Review of Her

Her (2013)
8/10
Let's be honest: who isn't in love with their computer?
12 July 2014
From the trailer, I expected her to be a twee beta-male romance movie that would also act as a marker of our contemporary self-satisfied liberal consumerism. And it is all those things, but somehow it manages to be pretty good as well.

Her is the story of a lonely guy, played by a hipster-mustachioed Joaquin Phoenix, who falls in love with his artificially-intelligent operating system. From the opening scene, set in a business that writes "genuine hand-written letters" for other people, Her raises the question of how possible it is to form genuine human connections in a world full of artificial sentiment and consumable emotion? Rather than picturing the dystopia as a world of emotionless logic a la Orwell and Huxley, Spike Jonze imagines it as a world full of hollow feeling. In this setting, why not fall in love with your computer?

Her is a movie that's all about contemporary technology, but manages to avoid either condemning or praising it. Technology in Her is something that can replace human relationships, but something that can also enhance them and lead to new modes of being. The ending suggests that the world we are heading towards may be impossible to even comprehend using our contemporary modes of thought, let alone judge. Maybe our emotional attachments, the overwhelming life narratives we form out of primal lusts and similarly base emotion, are just a primitive phase in human evolution. These are questions that the film raises, but never offers a real solution to.

With that said, the genre of transformative romance is perhaps not the best metaphor for the coming technological singularity. This is one of those movies where women are defined entirely through their relationship with the male protagonist, and reflect little more than his own potential and development. As some critics have noted, it's a bit like 500 Days of Summer if Zooey Deschanal was an operating system. As such, the actual conversations and interactions between Theodore and Samantha are fairly dull.

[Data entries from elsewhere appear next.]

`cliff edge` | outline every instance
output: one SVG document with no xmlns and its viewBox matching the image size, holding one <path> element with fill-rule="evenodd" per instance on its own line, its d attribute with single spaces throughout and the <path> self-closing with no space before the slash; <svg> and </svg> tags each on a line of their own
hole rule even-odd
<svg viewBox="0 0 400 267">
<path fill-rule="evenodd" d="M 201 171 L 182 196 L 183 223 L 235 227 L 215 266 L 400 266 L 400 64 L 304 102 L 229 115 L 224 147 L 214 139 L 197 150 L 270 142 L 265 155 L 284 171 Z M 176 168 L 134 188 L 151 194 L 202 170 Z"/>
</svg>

When Her film gets away from its romantic framework, it becomes a lot more interesting -- perhaps even great. It reminded me frequently of Synecdoche, New York, with its shifts between surreal humour and broad but powerful philosophical inquiry. Her is also visually beautiful, and Jonze has done a great job imagining a future in which the aesthetics of Apple and Google have taken over the world. It's the kind of science- fiction which feels neither ridiculous nor generic, and for that Her deserves attention despite its flaws.